In international relations theory, tethering refers to a state strategy of tying another state—often a rising power, a former adversary, or an unpredictable neighbor—into a dense web of bilateral or multilateral arrangements so that its freedom of unilateral action is reduced. The logic is that institutional entanglement raises the costs of aggressive or revisionist behavior, increases transparency, and locks in cooperative habits.
The concept is most closely associated with Paul Schroeder's historical work on 18th- and 19th-century European diplomacy, where he argued that alliances often functioned not to aggregate power against an enemy (balancing) but to manage and restrain allies themselves. Patricia Weitsman developed this further in Dangerous Alliances (2004), distinguishing tethering from classical balancing and bandwagoning: states ally with rivals precisely to keep them close and watch them.
Tethering overlaps with, but is distinct from, several adjacent concepts:
- Binding — often used interchangeably, especially in liberal institutionalist writing (e.g., G. John Ikenberry's After Victory, 2001), where postwar hegemons bind themselves and others into rule-based orders.
- Engagement — a broader policy of normalizing relations to socialize a state into existing norms.
- Containment — by contrast, seeks to exclude and pressure rather than embed.

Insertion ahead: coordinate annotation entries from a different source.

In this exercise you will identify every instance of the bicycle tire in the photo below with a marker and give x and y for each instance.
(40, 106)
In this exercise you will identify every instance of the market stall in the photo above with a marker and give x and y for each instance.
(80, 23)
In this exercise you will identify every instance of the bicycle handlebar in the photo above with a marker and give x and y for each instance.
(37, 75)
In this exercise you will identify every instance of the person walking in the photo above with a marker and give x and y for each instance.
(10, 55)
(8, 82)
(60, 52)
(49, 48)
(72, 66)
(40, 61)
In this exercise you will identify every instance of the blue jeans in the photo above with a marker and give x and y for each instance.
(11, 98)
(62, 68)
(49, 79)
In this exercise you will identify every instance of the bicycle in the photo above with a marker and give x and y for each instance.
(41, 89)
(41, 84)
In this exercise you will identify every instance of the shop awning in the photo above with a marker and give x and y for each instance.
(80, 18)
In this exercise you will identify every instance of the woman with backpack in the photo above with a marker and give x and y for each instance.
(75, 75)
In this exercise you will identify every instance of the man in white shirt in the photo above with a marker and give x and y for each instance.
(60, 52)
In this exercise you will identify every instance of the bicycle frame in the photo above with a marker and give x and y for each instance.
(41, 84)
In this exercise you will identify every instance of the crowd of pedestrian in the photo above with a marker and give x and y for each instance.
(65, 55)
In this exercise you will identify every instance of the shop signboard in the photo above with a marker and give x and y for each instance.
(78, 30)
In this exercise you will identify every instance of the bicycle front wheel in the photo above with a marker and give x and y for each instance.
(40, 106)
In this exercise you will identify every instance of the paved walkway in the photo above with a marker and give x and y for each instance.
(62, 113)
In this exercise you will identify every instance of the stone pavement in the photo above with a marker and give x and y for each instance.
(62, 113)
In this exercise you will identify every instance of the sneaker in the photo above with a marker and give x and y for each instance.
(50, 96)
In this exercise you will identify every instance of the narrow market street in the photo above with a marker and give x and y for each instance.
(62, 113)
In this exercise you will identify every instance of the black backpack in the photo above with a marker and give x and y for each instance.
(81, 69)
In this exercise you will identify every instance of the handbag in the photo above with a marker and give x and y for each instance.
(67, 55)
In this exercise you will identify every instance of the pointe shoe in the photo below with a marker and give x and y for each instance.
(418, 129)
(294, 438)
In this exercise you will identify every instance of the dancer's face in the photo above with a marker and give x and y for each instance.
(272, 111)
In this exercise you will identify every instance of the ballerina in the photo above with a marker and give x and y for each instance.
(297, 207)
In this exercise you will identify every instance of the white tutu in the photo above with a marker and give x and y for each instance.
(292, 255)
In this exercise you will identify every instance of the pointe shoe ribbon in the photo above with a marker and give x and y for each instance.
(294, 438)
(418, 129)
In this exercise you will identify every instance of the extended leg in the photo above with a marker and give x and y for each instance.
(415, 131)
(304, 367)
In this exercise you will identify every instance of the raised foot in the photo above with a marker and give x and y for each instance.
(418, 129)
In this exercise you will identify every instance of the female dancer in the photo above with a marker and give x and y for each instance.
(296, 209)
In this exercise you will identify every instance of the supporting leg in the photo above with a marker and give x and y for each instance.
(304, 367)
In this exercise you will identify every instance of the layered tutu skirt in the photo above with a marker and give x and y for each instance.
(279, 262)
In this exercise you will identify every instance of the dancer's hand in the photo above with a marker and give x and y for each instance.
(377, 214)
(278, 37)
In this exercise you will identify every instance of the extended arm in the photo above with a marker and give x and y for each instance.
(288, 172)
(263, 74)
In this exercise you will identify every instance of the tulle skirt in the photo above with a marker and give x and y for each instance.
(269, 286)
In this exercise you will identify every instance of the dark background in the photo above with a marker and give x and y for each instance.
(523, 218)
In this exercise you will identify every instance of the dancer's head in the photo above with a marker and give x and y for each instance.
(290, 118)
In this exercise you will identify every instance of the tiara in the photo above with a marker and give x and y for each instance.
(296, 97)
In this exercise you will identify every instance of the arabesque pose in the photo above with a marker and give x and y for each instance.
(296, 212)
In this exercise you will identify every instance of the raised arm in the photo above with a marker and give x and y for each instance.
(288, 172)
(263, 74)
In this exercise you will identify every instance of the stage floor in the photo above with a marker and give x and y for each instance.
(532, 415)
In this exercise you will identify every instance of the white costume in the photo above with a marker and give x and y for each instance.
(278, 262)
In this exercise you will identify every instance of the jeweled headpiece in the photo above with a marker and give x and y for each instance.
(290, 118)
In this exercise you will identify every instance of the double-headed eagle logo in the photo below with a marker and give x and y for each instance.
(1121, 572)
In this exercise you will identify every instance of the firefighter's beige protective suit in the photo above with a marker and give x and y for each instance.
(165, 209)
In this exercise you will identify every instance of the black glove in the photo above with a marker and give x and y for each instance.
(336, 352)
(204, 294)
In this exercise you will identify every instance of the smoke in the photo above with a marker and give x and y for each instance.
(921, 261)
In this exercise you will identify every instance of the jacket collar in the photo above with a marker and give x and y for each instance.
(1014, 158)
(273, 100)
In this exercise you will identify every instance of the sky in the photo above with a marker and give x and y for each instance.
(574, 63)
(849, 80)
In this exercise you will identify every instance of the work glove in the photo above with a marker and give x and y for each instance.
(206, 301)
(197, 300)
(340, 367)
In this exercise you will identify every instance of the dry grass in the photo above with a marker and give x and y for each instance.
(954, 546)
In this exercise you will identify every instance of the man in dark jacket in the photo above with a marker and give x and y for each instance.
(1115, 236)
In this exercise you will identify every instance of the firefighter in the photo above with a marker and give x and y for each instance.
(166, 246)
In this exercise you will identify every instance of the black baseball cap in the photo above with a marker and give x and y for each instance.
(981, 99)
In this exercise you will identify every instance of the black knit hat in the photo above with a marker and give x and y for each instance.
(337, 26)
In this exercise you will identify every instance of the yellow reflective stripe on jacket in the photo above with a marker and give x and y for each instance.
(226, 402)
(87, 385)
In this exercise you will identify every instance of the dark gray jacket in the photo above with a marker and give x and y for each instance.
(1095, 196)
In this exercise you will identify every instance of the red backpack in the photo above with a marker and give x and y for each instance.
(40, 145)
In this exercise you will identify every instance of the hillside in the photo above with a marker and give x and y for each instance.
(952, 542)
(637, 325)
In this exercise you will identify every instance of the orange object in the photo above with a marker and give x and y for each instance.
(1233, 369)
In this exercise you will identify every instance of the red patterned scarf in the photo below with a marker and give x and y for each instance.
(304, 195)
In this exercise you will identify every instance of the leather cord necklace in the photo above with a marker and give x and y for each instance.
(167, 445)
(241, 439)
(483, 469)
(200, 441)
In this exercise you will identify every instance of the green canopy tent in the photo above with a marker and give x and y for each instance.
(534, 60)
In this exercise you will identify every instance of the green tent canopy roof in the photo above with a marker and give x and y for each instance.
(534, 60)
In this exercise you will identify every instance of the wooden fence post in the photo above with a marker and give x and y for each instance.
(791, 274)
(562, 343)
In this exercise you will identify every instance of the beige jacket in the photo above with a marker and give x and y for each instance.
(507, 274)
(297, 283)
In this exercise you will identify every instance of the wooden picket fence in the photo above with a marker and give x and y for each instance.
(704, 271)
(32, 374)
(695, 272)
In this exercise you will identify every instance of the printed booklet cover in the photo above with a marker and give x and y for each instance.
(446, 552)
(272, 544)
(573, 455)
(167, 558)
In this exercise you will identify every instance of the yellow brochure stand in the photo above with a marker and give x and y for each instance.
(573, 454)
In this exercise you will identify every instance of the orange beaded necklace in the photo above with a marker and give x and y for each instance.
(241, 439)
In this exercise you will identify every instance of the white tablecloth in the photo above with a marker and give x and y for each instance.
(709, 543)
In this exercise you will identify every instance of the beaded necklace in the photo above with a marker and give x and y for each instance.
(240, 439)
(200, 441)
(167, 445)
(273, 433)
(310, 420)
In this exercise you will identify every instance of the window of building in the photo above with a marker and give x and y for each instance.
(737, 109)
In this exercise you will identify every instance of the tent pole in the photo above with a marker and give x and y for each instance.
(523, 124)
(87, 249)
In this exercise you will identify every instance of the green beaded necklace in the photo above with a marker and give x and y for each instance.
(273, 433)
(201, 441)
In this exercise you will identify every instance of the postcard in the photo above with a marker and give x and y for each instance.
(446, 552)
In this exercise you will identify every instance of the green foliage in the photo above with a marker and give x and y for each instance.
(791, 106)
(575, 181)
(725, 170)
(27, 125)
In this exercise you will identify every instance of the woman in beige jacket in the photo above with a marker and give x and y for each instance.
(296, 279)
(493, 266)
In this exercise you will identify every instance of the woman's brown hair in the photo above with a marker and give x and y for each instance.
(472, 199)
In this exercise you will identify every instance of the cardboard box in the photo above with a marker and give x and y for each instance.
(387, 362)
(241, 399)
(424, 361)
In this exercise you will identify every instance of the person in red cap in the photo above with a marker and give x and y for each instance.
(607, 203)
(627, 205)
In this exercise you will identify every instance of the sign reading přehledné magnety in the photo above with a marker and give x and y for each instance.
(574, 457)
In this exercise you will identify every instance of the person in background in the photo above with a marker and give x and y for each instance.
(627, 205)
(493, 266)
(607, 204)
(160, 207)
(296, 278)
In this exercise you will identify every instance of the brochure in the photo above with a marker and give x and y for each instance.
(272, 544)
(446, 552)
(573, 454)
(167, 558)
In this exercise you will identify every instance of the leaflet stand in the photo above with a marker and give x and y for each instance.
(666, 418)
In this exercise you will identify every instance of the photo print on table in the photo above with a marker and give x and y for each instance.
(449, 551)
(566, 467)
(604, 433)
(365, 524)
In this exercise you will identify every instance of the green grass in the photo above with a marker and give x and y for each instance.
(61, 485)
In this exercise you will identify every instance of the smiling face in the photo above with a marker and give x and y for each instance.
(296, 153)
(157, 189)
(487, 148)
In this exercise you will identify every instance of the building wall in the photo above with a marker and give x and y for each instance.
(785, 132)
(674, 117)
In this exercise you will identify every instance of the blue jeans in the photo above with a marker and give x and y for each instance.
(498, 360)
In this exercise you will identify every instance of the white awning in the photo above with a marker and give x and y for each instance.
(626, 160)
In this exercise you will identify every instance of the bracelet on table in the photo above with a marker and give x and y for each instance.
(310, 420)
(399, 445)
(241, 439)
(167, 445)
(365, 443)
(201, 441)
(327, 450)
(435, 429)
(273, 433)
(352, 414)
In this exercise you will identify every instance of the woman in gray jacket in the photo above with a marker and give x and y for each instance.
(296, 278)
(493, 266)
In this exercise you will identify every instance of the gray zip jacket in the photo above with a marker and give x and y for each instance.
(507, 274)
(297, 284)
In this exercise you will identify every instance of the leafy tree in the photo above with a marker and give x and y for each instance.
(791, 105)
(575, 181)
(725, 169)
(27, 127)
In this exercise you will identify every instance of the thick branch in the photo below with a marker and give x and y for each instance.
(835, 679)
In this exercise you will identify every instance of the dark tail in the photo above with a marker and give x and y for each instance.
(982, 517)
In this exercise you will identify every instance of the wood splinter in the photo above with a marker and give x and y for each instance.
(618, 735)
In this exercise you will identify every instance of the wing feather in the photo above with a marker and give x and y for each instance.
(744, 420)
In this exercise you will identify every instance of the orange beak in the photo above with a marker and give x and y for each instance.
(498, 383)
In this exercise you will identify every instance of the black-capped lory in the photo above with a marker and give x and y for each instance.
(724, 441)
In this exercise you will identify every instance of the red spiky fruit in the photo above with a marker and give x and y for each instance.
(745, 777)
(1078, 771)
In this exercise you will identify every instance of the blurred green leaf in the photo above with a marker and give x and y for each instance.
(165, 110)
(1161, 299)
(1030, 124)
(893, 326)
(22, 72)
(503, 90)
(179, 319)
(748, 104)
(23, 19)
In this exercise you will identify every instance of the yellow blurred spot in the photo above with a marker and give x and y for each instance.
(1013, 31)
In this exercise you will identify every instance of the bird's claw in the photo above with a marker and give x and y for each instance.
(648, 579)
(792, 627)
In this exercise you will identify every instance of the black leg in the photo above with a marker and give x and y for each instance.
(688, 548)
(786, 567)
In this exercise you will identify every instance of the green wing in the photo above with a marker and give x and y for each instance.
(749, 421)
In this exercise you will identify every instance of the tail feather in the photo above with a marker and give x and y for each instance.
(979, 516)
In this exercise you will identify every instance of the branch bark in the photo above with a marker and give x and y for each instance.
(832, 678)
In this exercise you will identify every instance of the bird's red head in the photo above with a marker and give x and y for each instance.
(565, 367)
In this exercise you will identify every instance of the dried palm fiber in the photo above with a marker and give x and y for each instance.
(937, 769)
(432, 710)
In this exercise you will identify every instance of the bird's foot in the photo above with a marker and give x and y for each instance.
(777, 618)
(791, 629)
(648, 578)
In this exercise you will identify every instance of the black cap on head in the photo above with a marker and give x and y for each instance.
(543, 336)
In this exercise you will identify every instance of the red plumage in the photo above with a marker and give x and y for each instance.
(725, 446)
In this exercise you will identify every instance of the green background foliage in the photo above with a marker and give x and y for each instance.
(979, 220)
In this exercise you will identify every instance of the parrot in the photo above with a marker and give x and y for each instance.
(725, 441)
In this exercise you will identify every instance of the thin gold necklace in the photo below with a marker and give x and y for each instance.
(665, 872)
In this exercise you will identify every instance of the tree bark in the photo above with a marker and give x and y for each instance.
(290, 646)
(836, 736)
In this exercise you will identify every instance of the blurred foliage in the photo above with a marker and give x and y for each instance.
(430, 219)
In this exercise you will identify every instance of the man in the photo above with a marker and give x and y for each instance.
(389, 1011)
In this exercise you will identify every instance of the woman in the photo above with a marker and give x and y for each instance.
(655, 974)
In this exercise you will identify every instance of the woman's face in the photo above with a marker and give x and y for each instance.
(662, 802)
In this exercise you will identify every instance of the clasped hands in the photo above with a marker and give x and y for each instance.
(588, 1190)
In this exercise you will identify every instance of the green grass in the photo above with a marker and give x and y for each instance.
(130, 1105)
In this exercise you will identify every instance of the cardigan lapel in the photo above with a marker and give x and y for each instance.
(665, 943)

Classic empirical illustrations include the integration of West Germany into NATO and the European Coal and Steel Community in the 1950s to anchor it westward and prevent renewed great-power revisionism, and France's repeated efforts to tether Germany through European institutions, culminating in the Maastricht Treaty (1992) and monetary union. Debates over Western policy toward post-Soviet Russia in the 1990s and toward China's accession to the WTO in 2001 are often framed in tethering terms, with mixed verdicts on whether institutional embedding actually moderated subsequent behavior.
Example
France and West Germany's leaders used the 1963 Élysée Treaty to tether the two former enemies through institutionalized cooperation, locking postwar Germany into a Western European framework.
Frequently asked questions
Balancing aggregates capabilities against a threat; tethering brings the potential threat inside an alliance or institution to constrain it from within. The target of the strategy is often the ally itself.